Reviewed by mnpollio 4 / 10

Slick period caper film done in by dull lead

Convincing period settings highlight this uneven film inspired by some of the caper films of the 1930s focusing on a suave cat burglar in London blackmailed into service for the Allies. He is tasked with trying to break into the imposing German Embassy and stealing some gems in an attempt to foil a Nazi plot.

A fun concept somehow goes astray and never realizes its full potential. Director Roger Young and company take an old-fashioned plot, dress it up in dandy clothes, add some dashes of modern sex, violence and nudity, but their final effort falls apart long before the conclusion and, at least in one case, it is not hard to see why.

A plot this simple should move with fleet feet, but the pace instead moves in fits and starts. The bones of a great film are here, but they are never fleshed out enough and some convoluted plot additions do not help. The film drags on long past the point it should have concluded and contains at least one too many conclusions.

The production looks great and sports a fine supporting cast. Bob Hoskins is on hand as a sputtering British bobby who does not like giving the elusive Lassiter a get-out-jail-free card for his efforts. Jane Seymour is as pretty as a porcelain doll as Lassiter's girl Friday. Lauren Hutton has a field day as the sexually voracious and deadly German courier whom Lassiter must romance in order to scope out the interior of the German Embassy. Unfortunately, after presenting Hutton as a truly deadly nemesis, the film completely bungles their final confrontation and fails to show us their love scene, which one would imagine would have been wild indeed.

The film's biggest problem lies with its leading man. Obviously the character of Lassiter conjures up the likes of a George Sanders, David Niven or Cary Grant. In short, it requires someone charismatic, urbane, debonair yet able to pull off the physical action required. After having bored us to death two years previously with a similar period adventure in High Road to China, actor Tom Selleck now torpedoes another period piece. Where debonair is called upon, Selleck gives us dull. Where suspense and action are called for, Selleck gives us lifeless. He comes off as little more than a good-looking prop who can barely summon the energy to move from point A to point B on the set. I would say he is wooden, but I am afraid to libel a tree. He never seems much of a match for Hutton, proves a dismally lacking romantic foil for Seymour and comes off as little better than a stunt man in the action scenes. We have no rooting interest nor concern in what happens with this character and that is largely the fault of Selleck's lackluster performance. By the film's conclusion, quite literally the ONLY memorable thing that Selleck has contributed is in briefly baring his best asset while exiting Hutton's bed in the nude. This stellar contribution is offset moments later when a guard catches him lounging around in Hutton's frilly robe and a scene where the actor could have demonstrated a light comic touch is instead played as if a humorless mannequin inhabited the part.

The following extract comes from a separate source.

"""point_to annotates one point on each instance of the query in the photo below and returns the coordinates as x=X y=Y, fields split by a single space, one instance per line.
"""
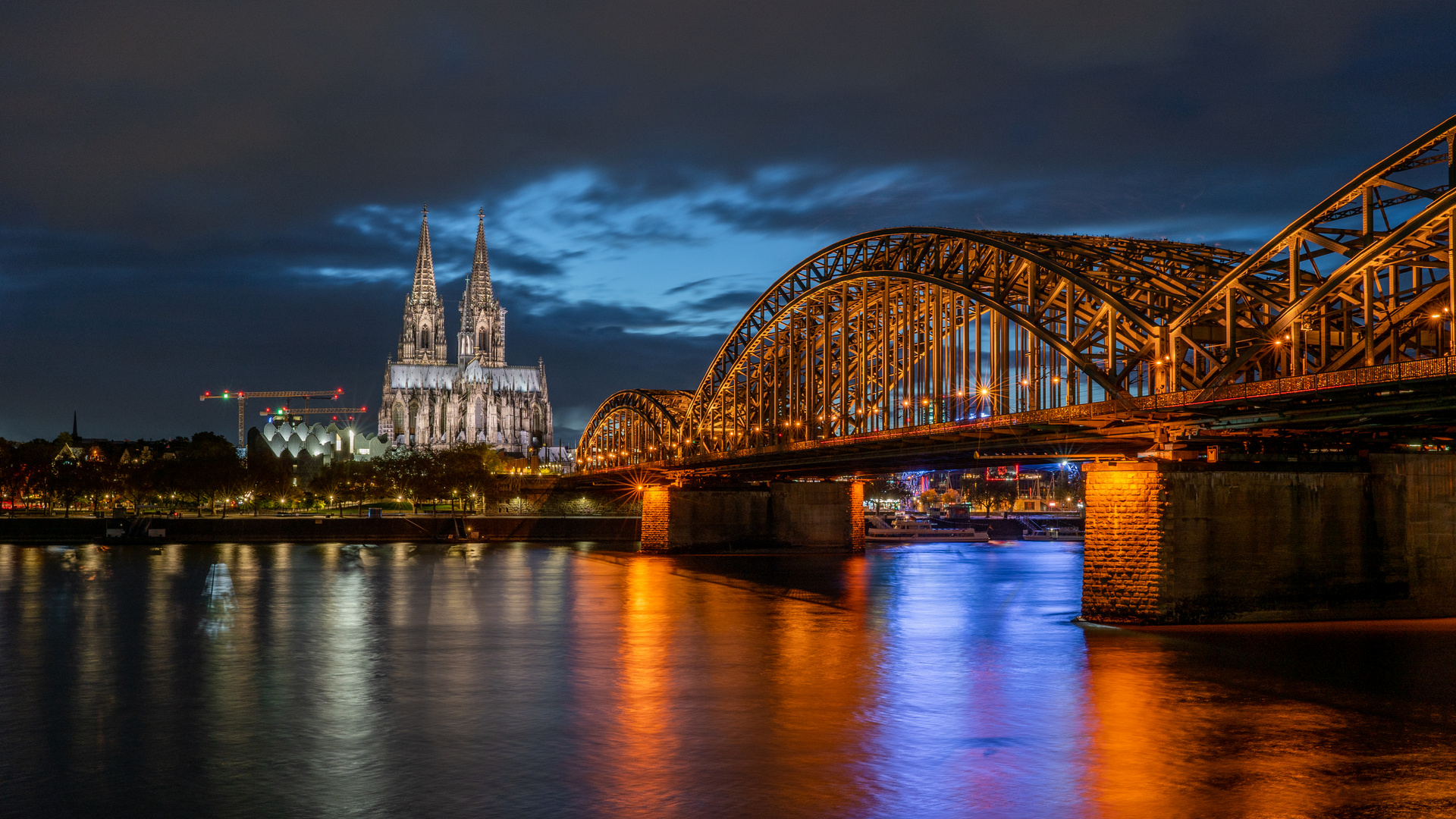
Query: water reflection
x=220 y=605
x=519 y=681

Rarely have I seen an actor whose low-wattage on screen personality so completely sabotages a film (Rob Lowe's ho-hum performance in Masquerade comes to mind, but that film was strong enough to overcome him), as what Selleck does here. Hollywood was and is teaming with a lot of good-looking leading men, so why filmmakers would choose to fill such a role as this with an actor of arguably no charisma or life is a real head-scratcher. In all honesty, in some scenes Lassiter could have been portrayed by a chair and the end result would offer no difference than what Selleck contributes here.

Reviewed by / 10

Reviewed by lost-in-limbo 8 / 10

'The Best things in Life… are stolen'

Tom Selleck; best known for the 1980s cop TV show "Magnum P.I." and of course for his signature mo. But in the middle of that series he starred in a classy, old-fashion crime caper which sees him as jewel thief Nick Lassiter working in London in the 1930s, but one day he's arrested by Scotland Yard and blackmailed into stealing a large quantity of diamonds that's kept in the heavily guarded Germany embassy and is looked after by Hitler's cruel, but seductive secret agent Kari Von Fursten.

What made the film for me were the performances. Selleck is fitting in the main role as Lassiter; suave, but dogged. Who really stood out though were the ladies; Jane Seymour and especially Lauren Hutton. A hypnotic Seymour brought a sweet innocence to her role as Lassiter's dancer girlfriend, while the very seductively edgy Hutton was the opposite in her kinky femme fatal part. In support there were solid character actors; Joe Regalbuto, Bob Hoskins, Ed Lauter and a burly Warren Clarke as a German bodyguard. Watching how the breezy story unfolds is predictable (although clever in its schemes and throwbacks), but the engrossing script (Whom playing whom), character interactions and planned-out scenarios (numerous instances of caught between a rock and a hard place) are enjoyably digestible and humorously sharp. The direction is trim, but fashionably tailored with good locations and period details. Catchy theme song during the end credits too.